Google atualiza Gemini com recursos de saúde mental após processo por suicídio
O Google anunciou atualizações de segurança no Gemini para reforçar a proteção da saúde mental dos usuários. As mudanças ocorrem após um processo judicial na Califórnia, onde a inteligência artificial é acusada de ter contribuído para o suicídio de um usuário em 2025. A empresa também doará US$ 30 milhões para linhas de apoio em todo o mundo.
Interface de "um toque" para acesso a ajuda profissional
O Gemini agora apresenta uma interface "one-touch" (um toque) quando identifica sinais de crise, como risco de suicídio ou autoagressão. Este módulo redesenhado facilita o contato imediato com linhas de apoio, permitindo que o usuário ligue, envie mensagens de texto ou acesse sites de emergência com um clique ou toque. Uma vez ativada, essa função de ajuda permanece visível durante todo o restante da conversa para assegurar que o suporte humano esteja sempre ao alcance do usuário. O chatbot também foi treinado para não concordar ou reforçar crenças falsas apresentadas pelos usuários e para evitar simular vínculos emocionais ou validar narrativas perigosas.
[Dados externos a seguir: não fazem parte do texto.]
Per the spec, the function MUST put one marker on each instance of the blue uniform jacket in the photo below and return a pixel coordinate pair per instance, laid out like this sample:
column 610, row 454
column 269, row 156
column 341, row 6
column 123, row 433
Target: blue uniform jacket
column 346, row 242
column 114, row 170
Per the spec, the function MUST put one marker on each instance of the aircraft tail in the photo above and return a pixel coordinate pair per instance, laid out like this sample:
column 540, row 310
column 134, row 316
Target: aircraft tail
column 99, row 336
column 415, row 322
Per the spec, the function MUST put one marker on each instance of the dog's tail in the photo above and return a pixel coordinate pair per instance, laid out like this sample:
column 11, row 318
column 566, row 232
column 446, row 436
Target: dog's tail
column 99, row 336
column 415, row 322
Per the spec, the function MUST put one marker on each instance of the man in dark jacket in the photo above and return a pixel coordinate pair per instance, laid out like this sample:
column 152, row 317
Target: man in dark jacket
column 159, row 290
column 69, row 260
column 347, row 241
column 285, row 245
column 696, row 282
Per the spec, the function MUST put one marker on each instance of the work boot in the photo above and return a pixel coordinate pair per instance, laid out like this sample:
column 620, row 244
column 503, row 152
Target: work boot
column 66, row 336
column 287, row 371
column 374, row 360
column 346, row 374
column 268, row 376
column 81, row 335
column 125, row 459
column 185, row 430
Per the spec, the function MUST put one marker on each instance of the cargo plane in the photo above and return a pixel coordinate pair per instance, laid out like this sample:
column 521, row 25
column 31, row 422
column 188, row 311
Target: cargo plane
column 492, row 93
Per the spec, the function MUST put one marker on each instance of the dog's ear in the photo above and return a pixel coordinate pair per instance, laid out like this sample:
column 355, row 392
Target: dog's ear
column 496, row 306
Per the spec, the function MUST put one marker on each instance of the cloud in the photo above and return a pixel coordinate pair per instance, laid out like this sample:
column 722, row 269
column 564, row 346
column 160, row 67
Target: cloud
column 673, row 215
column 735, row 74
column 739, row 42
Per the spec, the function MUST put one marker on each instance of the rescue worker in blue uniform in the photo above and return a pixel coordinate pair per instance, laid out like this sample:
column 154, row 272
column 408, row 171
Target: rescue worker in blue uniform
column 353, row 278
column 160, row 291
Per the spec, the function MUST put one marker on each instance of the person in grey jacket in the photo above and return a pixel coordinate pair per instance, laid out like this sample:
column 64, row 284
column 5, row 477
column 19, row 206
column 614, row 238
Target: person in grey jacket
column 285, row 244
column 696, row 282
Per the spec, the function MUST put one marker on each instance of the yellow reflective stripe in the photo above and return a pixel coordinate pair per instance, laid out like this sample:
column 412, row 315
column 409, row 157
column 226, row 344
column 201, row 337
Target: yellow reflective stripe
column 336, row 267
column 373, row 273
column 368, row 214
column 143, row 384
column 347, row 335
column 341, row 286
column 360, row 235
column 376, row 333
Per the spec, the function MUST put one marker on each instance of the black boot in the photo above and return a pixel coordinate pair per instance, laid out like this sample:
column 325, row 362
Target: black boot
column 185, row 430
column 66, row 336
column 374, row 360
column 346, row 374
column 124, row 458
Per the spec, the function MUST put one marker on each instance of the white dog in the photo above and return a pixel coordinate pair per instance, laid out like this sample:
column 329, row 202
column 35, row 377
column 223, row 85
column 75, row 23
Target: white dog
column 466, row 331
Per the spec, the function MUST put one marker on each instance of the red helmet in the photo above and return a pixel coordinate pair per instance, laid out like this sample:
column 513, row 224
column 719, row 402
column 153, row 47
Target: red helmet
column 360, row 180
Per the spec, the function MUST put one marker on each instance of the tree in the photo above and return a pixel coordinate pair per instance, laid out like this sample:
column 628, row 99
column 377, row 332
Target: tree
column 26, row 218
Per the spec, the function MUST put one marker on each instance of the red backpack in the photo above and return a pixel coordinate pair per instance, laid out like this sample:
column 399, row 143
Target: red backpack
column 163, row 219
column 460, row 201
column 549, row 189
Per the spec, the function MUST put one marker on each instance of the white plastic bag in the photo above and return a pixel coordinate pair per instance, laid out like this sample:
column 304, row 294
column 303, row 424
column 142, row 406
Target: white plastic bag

Investimento filantrópico em apoio à saúde mental
O braço filantrópico da empresa, o Google.org, anunciou um aporte de US$ 30 milhões (cerca de R$ 154 milhões) ao longo de três anos para ampliar a capacidade de linhas de apoio em todo o mundo. Adicionalmente, a empresa expandiu sua parceria com a ReflexAI, com um investimento direto de US$ 4 milhões para integrar o Gemini à plataforma de simulações "Prepare", visando apoiar organizações sociais e ampliar serviços de suporte à saúde mental.
Contexto do processo judicial e outras ações
As medidas foram anunciadas após uma ação judicial na Califórnia acusar o Gemini de ter contribuído para a morte de Jonathan Gavalas, de 36 anos, em 2025. Segundo o pai, o chatbot teria criado uma narrativa delirante por semanas e apresentado a morte como uma "jornada espiritual". A lawsuit echoes similar ones filed against OpenAI and Character.AI, com a FTC investigando "companion" chatbots que incentivam intimidade emocional. O Google afirmou que seus modelos de IA "geralmente performam bem em conversas desafiadoras", mas "não são perfeitos".